Nelly Attar, 29, who is Lebanese but was born and raised in Saudi, set off for Nepal last week in preparation to take on the world’s tallest mountain.

The former psychologist and life coach started hiking while she was at university and scaled Mount Kilimanjaro in Kenya four years ago.

Nelly Attar, the founder of Saudi Arabia's first female-only dance fitness studio, plans to scale Everest. Mohammad Obaidi for The National

Her expedition to Africa got her hooked on mountaineering and last year a friend suggested she climb Everest.

“I have two coaches who help me who live in the States but we’ve had to be very creative with the resources that I have,” said Ms Attar.

“We don’t have high mountains in Riyadh. All we have is hills and a lot of them are closed off to the public. It’s just amazing to aim for something like Everest.”

Ms Attar became certified in dance fitness while she was seeking work after completing her master’s degree in the UK.

She moved back to Saudi Arabia five years ago, initially working with patients brain injuries and teaching dance in her spare time.

Later, the Saudi Government’s General Sports Authority began a campaign promoting women in sport and Ms Attar was chosen to help run a series of free boot camps.

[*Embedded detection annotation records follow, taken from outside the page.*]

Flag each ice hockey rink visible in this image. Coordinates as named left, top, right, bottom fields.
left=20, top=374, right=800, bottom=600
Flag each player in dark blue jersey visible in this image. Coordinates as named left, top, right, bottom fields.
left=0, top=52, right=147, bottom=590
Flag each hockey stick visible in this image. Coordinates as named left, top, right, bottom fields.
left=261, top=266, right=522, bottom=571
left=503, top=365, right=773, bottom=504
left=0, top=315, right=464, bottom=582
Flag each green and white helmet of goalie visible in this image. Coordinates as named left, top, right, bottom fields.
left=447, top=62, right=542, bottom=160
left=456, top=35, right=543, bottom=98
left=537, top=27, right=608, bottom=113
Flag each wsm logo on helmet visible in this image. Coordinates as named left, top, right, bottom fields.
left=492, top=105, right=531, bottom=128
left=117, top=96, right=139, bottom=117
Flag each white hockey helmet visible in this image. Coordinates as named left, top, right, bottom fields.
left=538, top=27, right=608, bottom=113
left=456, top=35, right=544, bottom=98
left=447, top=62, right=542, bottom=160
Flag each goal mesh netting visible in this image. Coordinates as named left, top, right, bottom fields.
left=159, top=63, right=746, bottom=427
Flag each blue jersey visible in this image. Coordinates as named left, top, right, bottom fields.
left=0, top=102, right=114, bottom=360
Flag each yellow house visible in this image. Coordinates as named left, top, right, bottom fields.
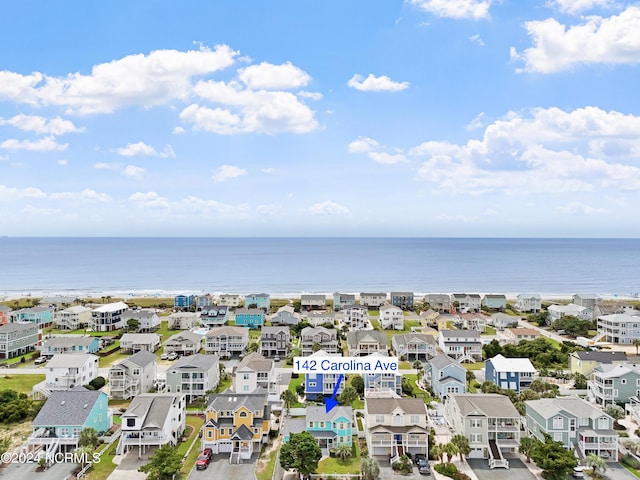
left=202, top=388, right=271, bottom=463
left=569, top=350, right=627, bottom=375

After running the sessions for a month, she decided to turn the classes into a business and Move, the first dance studio in the Kingdom, was born.

“Five years ago we didn’t have a lot of gyms and most of them weren’t accessible to women,” said Ms Attar.

“So I started teaching dance fitness classes across Riyadh and it quickly became popular so I ventured into spinning and crossfit. I did all that while I was still working a full-time job.”

As someone who was born and brought up in Saudi, Ms Attar said it was heartening to see the cultural changes underway in the Kingdom.

Nelly Attar. Mohammad Obaidi for The National

“The hardest thing is changing mindsets, but actually people seem to be ready for these changes, from women driving to an influx of female gyms,” she said.

“So it’s nice to see that change and see people here are starting to embrace working, starting to understand that women should be out there working and be independent.

“You see females working everywhere as receptionists and as cashiers. Now we have female gyms on every corner.”